Low blow, Barton. You suck.
"So you want me to plaster on a fake smile and pretend to be having a great time?"
Fuck that.
"Pretty much, yeah." Clint confirmed, "C'mon Nat, I don't even know how many times I've seen you annoyed as hell and no one but me could tell. Don't ruin this for Wanda. She needs something to be happy about."
"Fine." Natasha conceded begrudgingly and stuck her index finger in his face in a mock threat, "But there better be alcohol."
There's no way I'm doing this sober.
"Yeah, Tony's got that covered." he replied, "He's totally onboard with the party idea, so it might get a little crazy."
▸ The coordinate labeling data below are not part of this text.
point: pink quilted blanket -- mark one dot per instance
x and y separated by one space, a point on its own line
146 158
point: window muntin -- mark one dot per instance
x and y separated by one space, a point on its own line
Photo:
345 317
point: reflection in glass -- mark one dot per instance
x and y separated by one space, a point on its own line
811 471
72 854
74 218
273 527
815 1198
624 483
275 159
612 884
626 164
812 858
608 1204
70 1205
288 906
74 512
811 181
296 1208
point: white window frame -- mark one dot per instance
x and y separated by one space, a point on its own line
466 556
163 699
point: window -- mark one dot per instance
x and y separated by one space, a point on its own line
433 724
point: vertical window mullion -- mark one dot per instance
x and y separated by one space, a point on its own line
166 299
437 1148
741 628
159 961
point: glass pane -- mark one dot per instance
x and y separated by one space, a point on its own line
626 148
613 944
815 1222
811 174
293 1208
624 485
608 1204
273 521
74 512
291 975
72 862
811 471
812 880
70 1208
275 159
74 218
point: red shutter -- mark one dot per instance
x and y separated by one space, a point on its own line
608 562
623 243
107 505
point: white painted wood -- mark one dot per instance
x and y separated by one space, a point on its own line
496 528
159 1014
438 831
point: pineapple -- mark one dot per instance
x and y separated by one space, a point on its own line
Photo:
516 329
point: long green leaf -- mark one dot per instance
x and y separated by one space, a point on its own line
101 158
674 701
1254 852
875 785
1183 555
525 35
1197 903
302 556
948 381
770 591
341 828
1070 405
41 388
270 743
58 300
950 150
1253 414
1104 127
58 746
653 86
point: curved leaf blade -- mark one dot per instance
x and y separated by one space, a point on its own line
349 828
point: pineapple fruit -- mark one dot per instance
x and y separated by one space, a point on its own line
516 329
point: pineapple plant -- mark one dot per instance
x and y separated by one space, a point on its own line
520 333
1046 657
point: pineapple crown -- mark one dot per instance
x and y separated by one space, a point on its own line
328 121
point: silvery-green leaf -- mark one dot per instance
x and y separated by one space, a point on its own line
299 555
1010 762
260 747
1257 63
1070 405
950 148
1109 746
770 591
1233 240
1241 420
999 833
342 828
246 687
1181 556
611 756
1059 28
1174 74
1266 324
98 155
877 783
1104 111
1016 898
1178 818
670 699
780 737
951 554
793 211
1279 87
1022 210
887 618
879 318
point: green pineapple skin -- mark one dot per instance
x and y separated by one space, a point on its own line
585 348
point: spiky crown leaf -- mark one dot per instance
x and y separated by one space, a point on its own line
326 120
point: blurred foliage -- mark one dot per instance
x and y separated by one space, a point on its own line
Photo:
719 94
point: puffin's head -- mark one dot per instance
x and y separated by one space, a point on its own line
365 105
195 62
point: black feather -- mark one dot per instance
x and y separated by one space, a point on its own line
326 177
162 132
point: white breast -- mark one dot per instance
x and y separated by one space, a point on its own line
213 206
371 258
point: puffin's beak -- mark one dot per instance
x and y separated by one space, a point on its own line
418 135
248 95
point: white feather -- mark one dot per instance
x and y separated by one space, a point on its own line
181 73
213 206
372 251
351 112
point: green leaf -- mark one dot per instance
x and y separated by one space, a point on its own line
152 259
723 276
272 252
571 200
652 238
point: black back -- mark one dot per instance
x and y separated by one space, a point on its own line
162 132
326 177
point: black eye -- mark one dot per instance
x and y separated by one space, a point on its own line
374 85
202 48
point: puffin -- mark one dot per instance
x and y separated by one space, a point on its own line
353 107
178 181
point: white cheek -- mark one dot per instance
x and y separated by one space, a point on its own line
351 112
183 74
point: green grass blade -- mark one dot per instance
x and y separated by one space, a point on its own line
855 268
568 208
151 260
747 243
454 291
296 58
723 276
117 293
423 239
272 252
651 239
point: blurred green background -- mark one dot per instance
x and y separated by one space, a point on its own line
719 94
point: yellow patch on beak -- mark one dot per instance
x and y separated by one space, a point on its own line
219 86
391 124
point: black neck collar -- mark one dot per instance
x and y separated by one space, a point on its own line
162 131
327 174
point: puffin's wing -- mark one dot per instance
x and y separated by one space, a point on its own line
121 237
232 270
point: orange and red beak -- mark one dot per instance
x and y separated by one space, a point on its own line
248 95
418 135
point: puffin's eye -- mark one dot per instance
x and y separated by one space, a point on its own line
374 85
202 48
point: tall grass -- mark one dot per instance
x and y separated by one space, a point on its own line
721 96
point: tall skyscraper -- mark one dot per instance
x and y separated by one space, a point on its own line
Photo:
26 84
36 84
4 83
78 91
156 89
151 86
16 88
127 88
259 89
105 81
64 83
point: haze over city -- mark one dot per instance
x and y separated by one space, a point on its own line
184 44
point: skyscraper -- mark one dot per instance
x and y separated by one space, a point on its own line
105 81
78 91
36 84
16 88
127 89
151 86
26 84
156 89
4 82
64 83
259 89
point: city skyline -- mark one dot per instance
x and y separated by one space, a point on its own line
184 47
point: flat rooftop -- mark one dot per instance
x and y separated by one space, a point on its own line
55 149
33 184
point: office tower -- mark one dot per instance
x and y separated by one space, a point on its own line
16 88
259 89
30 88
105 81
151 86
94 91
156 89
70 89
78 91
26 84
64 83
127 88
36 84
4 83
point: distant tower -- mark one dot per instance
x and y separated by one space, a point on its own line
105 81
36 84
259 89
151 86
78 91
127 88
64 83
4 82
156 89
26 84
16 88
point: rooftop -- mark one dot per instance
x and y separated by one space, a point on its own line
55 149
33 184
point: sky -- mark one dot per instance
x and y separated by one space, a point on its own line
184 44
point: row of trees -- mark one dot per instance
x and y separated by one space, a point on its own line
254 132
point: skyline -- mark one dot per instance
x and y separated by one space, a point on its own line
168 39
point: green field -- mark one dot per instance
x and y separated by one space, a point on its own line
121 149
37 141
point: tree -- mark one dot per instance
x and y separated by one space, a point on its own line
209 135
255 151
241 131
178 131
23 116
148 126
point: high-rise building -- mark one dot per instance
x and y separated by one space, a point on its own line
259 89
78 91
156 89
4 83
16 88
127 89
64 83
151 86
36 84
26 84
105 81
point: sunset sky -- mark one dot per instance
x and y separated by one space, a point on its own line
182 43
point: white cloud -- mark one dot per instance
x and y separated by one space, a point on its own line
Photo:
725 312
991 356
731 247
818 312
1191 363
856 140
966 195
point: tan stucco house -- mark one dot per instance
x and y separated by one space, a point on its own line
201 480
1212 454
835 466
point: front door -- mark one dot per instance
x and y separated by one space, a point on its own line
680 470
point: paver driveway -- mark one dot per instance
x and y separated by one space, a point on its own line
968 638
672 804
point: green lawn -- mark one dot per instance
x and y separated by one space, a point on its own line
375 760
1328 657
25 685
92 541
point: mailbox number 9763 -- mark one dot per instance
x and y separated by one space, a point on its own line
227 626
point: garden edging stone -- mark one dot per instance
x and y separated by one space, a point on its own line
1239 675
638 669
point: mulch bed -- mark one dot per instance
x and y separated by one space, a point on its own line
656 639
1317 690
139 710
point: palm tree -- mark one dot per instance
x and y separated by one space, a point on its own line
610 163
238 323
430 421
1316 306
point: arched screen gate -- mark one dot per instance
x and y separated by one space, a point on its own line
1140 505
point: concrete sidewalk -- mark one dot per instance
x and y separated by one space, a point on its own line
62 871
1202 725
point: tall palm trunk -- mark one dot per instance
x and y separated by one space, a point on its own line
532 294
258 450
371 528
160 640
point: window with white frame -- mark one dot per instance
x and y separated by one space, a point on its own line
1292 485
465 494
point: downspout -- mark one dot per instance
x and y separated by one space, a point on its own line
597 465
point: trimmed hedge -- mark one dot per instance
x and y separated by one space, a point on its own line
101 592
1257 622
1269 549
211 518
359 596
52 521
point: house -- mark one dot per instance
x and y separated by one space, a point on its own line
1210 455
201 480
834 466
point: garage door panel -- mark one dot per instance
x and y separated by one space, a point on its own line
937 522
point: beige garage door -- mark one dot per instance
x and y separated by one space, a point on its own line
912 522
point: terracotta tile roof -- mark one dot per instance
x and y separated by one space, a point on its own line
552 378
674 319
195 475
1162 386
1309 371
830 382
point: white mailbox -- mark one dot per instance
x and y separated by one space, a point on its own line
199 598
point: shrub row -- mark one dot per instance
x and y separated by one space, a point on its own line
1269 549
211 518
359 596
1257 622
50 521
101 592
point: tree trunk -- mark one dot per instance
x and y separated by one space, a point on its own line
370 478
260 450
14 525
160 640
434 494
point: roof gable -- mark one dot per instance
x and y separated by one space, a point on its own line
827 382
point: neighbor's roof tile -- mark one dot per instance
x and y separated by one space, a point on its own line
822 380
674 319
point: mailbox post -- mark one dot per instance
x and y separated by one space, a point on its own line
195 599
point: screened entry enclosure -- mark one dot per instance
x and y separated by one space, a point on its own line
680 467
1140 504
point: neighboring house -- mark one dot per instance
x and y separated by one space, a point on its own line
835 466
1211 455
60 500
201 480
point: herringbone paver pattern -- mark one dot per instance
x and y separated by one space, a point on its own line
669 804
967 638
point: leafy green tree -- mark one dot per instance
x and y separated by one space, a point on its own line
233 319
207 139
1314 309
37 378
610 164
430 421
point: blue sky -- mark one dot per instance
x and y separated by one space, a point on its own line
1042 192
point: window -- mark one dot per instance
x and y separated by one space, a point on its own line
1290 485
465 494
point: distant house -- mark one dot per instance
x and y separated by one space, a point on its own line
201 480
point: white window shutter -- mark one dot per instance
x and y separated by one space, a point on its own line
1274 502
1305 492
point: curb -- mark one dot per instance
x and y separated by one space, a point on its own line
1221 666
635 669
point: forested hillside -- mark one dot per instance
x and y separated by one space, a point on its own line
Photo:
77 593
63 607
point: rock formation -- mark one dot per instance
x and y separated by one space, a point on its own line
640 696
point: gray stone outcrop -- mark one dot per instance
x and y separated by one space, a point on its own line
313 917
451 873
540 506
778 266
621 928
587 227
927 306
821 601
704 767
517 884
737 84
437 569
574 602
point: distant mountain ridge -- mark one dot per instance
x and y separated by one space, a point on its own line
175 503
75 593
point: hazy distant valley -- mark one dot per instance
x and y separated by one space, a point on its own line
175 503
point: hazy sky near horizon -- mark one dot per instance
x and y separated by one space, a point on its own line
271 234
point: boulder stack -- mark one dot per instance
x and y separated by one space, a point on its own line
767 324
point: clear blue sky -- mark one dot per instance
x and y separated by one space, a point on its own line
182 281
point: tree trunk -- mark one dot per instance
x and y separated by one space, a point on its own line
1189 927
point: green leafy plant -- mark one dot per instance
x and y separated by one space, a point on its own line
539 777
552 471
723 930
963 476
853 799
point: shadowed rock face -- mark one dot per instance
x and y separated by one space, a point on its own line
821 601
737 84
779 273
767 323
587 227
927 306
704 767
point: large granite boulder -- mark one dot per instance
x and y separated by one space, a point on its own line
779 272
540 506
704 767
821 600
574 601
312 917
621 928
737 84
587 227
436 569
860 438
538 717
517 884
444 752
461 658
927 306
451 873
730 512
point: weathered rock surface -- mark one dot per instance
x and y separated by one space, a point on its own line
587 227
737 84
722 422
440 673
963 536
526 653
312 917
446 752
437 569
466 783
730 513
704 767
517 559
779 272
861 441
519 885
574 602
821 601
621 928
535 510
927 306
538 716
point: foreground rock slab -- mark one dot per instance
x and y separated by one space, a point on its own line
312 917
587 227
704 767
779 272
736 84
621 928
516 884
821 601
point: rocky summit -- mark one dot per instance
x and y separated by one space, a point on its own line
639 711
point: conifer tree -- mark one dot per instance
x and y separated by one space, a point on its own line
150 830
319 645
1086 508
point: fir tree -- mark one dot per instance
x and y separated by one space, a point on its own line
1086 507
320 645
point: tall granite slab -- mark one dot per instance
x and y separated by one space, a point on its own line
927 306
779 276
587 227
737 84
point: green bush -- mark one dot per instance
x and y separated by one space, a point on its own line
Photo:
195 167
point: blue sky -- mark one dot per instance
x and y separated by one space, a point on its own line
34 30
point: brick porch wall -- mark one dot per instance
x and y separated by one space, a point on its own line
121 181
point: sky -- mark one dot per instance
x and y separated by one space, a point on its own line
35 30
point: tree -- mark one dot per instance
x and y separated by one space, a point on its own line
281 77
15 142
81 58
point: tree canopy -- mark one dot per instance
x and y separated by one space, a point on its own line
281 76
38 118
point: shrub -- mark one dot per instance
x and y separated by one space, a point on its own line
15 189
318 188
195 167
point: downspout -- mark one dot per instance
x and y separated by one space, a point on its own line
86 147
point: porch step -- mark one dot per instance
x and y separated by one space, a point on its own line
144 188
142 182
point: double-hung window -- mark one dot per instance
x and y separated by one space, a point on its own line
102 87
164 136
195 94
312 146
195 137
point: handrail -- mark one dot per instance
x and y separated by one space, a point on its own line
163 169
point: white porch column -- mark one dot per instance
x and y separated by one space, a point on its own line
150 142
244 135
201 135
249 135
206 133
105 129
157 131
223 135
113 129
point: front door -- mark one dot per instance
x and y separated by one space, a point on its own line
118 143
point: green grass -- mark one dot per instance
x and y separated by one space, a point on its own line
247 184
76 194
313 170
Fleeting images of Tony getting hammered at his own birthday party, pissing himself in his suit, and getting his ass kicked by Rhodey ran through her head.
Wonderful. I can't wait.
"Why do I feel like I'm the last person to find out about this?"
"Because you are." Clint said with a smirk, "Even Thor knows about it. Asked if he could bring his friend Lady Sif. I guess he's told a lot of stories about our 'great deeds' and she wants to meet the people she's heard about. She also wants to hear directly from us about how we kicked Loki's ass. She's hated him for centuries."
Natasha could only stare at him, dumbfounded. Her teammates had been planning a party for her for at least a week, in the building she lived in, and she'd had no idea.
How the hell did they get that past me?
Lacking anything better to say, she decided to say that out loud.
"You should be proud of yourself." Clint said with another of his patented sly grins, "You're a good teacher."
Guess so. Damn, go me.
"And they wanted you to tell me about it because they thought you had the best chance of talking me into it." Natasha deduced.
"Bingo." Clint replied over the finger guns he was pointing at her.
He's a child.
"I'm assuming you're on board with this too?"
"Yep." he said, "Because I remember something you've probably forgotten."
"What's that?" she asked curiously.
No, seriously. I have no idea what you're talking about.
"Couple years after we met, when you first told me you hate your birthday." Clint explained, "You also said that if you lived past 30 I was allowed to celebrate it. You turn 31 today, which means you've officially made it past 30. I would have done it last year, but you'd have claimed a technicality because you weren't past 30 yet."
"True." Natasha replied drily, "And I would have been right."
Fuck! I DID say that. Why the hell did I say that? And why does he remember that but can't remember my coffee order?!
"And hey, who knows?" Clint said impishly, "If you pretend to have fun convincingly enough you might have some actual fun by accident."
Natasha sat lost in thought for a few minutes, until Clint extended his leg and nudged her knee with his foot.
"Whatcha thinkin' about?" he asked casually.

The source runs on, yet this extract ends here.